Canada’s largest transporter of crude oil has been a consistent dividend payer over the last 25 years.
(Source: Enbridge Investors’ Deck)
Enbridge is a leading energy delivery company of Canada and has a resilient customer base, which includes refiners, utilities and integrated producers. Its core businesses include liquid pipelines, gas transmission, gas distribution and storage and renewables.
Baytex Energy Corp. (TSX:BTE)
The third most traded energy company in the last 10 days on the TSX is C$ 359 million-oil and gas corporation Baytex. The company’s shares have rallied surging nearly 117 per cent since its March lows.
Baytex stocks suffered major losses following drop in commodity prices earlier this year and the strict containment measures due to pandemic. The shares are currently down 65 per cent this year.
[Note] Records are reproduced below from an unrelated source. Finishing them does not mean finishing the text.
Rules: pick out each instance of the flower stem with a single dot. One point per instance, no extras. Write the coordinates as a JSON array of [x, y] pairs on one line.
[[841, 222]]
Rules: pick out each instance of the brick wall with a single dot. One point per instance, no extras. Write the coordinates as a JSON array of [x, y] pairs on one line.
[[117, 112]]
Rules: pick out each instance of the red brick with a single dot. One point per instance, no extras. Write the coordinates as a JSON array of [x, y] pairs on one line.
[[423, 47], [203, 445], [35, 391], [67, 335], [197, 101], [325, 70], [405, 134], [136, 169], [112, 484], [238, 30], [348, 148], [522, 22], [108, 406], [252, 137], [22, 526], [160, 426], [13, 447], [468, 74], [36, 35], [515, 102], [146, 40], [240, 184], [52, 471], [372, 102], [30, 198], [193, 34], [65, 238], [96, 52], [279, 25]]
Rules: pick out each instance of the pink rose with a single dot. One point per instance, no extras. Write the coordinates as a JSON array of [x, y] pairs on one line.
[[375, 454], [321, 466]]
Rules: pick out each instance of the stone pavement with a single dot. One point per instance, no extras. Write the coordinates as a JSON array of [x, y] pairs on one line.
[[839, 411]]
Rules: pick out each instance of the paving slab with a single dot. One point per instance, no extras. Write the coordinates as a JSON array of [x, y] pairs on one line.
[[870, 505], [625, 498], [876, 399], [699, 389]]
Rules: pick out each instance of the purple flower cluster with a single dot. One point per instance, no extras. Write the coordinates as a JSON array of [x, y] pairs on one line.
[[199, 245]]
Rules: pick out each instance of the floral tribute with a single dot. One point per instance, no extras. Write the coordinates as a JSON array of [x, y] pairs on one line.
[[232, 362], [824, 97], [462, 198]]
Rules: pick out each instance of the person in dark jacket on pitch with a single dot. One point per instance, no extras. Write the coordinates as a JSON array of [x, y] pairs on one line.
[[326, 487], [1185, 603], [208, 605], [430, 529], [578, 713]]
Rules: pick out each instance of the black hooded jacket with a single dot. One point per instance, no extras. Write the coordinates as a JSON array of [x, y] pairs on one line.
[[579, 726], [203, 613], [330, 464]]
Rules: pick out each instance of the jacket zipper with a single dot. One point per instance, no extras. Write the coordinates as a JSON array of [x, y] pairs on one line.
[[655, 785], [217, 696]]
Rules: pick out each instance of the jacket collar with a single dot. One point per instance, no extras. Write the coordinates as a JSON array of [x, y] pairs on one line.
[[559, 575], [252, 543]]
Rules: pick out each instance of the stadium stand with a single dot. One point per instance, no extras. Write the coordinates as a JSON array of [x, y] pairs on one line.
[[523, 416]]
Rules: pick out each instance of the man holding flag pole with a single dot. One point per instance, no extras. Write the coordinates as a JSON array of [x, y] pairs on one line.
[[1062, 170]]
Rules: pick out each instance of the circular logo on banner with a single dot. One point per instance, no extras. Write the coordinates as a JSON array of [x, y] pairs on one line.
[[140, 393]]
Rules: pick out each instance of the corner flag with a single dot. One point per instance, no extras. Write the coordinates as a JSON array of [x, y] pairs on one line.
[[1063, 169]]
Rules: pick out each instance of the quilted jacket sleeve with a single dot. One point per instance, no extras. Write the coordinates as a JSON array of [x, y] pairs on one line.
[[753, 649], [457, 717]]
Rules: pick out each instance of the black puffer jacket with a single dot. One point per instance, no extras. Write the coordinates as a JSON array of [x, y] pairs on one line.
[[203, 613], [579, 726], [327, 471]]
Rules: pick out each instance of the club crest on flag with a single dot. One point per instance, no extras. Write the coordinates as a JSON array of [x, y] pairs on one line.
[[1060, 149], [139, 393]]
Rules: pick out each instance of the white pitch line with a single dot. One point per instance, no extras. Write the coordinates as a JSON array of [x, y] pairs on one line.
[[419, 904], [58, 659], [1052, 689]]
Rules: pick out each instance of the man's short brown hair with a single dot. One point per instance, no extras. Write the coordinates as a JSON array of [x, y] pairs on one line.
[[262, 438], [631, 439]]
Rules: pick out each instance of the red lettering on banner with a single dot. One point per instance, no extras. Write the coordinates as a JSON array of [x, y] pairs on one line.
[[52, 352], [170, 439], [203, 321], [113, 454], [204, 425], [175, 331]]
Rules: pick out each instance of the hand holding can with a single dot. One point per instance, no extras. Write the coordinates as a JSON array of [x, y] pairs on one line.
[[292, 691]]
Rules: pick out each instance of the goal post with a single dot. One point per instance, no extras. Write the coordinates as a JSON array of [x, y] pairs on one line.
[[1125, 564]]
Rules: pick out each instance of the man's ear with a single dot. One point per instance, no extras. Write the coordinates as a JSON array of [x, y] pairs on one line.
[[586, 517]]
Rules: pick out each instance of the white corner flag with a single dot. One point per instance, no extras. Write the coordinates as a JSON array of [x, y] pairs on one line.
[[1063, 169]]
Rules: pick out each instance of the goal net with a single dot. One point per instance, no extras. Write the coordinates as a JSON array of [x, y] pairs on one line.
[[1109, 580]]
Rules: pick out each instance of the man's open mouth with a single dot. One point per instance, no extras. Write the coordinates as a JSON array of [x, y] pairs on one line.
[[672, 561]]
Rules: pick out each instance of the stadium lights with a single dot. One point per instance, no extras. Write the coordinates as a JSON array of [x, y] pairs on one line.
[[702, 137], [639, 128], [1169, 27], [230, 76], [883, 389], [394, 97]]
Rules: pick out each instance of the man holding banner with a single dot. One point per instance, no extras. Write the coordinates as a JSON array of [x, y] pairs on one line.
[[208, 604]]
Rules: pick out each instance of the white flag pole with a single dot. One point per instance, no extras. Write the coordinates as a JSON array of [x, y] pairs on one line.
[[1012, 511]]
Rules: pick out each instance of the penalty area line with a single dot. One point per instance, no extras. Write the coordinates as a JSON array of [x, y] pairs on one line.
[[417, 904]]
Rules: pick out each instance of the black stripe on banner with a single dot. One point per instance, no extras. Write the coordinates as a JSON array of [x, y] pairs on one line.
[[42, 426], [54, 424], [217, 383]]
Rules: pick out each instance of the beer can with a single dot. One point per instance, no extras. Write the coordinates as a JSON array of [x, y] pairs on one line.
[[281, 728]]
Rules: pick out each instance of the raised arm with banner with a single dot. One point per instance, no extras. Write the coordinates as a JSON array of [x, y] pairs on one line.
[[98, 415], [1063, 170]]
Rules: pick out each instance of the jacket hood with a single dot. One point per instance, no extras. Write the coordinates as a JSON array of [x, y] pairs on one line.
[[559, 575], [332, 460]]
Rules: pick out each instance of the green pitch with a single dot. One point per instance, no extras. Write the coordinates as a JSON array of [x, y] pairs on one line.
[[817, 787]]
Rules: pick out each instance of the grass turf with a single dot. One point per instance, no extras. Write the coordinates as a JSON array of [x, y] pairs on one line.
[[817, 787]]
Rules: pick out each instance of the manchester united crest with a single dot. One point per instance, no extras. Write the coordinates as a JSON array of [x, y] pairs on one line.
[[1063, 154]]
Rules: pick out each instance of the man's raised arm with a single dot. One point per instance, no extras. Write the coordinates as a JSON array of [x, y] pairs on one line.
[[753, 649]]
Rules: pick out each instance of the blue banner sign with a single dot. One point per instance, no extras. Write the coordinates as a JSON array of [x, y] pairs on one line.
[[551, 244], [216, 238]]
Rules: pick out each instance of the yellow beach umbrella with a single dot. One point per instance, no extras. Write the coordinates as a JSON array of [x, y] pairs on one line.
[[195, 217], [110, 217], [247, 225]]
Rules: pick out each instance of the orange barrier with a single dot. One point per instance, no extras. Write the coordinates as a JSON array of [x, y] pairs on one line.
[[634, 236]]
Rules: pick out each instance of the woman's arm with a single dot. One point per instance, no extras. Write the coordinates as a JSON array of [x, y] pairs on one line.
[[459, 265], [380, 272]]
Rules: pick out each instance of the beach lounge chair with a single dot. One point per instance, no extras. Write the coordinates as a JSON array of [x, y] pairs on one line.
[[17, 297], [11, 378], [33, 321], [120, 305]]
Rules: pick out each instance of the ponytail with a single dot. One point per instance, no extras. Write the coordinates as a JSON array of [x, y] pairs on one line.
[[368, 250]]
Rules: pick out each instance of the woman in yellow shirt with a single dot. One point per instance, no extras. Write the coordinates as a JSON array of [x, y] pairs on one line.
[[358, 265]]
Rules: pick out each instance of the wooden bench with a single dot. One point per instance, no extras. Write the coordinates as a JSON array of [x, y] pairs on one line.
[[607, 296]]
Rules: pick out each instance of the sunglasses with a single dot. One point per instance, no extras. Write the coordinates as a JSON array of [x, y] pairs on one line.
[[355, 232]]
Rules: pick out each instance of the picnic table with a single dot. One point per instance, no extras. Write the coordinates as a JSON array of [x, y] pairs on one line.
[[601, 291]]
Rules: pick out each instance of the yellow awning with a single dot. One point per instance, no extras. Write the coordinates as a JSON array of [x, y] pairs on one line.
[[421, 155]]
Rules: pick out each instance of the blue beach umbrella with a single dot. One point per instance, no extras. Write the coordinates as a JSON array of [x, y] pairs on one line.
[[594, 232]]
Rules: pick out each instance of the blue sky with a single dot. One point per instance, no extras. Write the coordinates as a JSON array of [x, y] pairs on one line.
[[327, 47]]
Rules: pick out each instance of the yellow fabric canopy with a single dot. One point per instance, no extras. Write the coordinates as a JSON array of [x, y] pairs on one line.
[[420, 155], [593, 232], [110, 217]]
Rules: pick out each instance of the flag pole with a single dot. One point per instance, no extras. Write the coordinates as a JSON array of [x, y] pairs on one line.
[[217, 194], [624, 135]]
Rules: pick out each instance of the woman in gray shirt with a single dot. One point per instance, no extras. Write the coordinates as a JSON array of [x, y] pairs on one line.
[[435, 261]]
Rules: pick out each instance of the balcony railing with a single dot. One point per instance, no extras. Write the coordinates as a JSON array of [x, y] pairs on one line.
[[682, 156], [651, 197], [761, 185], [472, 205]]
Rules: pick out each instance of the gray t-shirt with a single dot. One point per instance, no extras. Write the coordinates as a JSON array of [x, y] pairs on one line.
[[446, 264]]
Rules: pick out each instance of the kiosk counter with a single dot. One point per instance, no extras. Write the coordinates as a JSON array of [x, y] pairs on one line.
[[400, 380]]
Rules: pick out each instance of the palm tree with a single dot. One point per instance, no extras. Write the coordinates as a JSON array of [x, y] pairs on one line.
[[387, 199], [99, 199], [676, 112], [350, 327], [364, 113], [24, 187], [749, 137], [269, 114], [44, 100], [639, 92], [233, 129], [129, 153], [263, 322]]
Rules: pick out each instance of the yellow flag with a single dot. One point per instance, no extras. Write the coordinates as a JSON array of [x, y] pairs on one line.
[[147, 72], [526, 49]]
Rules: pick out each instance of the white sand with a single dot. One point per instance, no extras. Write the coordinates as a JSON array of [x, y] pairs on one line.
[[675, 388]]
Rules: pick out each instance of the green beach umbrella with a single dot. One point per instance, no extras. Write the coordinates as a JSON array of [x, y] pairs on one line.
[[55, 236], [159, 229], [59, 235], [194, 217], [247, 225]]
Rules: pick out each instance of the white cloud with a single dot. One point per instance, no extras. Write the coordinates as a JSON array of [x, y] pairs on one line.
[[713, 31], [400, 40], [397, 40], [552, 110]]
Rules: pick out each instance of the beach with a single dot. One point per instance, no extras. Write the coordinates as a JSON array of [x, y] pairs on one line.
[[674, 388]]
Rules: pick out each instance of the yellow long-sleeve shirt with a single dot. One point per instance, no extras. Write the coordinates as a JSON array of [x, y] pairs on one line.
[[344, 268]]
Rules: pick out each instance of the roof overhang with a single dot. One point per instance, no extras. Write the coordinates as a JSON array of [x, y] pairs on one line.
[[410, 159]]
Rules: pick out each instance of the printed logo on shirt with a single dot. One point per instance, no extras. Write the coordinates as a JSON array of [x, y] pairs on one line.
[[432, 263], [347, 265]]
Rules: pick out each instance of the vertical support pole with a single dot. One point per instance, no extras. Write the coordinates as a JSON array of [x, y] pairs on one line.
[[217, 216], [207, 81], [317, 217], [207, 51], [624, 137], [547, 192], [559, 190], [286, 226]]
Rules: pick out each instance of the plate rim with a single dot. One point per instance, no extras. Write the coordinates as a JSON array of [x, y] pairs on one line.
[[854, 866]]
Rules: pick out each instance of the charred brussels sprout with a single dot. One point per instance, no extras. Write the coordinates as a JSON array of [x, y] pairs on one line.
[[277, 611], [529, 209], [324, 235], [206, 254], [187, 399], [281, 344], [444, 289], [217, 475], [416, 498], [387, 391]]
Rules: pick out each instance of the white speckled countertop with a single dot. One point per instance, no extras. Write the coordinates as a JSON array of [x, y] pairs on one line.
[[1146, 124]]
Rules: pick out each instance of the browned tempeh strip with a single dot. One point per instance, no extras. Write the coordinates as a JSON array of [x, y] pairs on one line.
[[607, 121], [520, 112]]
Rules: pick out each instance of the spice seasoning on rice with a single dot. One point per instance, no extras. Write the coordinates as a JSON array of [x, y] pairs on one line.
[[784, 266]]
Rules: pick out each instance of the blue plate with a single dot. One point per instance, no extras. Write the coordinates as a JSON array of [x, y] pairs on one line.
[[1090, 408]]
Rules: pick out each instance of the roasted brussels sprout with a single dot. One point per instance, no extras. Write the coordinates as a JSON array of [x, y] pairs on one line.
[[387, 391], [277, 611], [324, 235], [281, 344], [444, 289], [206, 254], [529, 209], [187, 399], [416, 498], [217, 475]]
The energy company’s net debt went down by C$ 57 million in the second quarter of 2020 and generated free cash flow of C$ 6 million. In its 2020 outlook, Baytex forecast an annual capital spending between C$ 260 million to C$ 290 million, down nearly 50 per cent from their initial plan of C$ 500 million to C$ 575 million. Its current price-to-book ratio is 0.82.
Baytex has cut down costs and focused on increasing efficiencies. It has C$ 363 million of undrawn credit capacity and liquidity of ~ C$ 300 million at end of the second quarter 2020.
Light oil contributes the highest to Baytex’s overall revenue, followed by heavy oil, natural gas and natural gas liquids. The company also reported a 15 per cent reduction in green-house gas emissions intensity in 2019 and targets 30 per cent reduction by 2021.